Machine Learning - Selected Assignments

Leadership - Artifact 4

EDTECH 597 Jupyter Leadership Machine Learning Python

July 1, 2023

2 minutes

I would be remiss not to include an artifact from my favorite course in the program. Introduction to Machine Learning Education (EDTECH 597) provided an excellent introduction to machine learning and data analysis using Python, Orange, and Jupyter Notebooks.

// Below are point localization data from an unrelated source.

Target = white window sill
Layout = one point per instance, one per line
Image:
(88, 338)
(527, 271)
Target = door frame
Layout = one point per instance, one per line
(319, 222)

The artifact linked below is from an exercise later in the course where various machine learning models were applied to a dataset and evaluated. Further below is a representative output from a Jupyter notebook used in the course. Machine learning is one of the most interesting applications of artificial intelligence (AI) in education with the recent exception of generative AI and large language models (LLMs).

The lessons provided from this course provided a springboard from which I was able to extend my knowledge of Python and data analysis to pursue an entirely different career. I use these tools on a daily basis as a test engineer.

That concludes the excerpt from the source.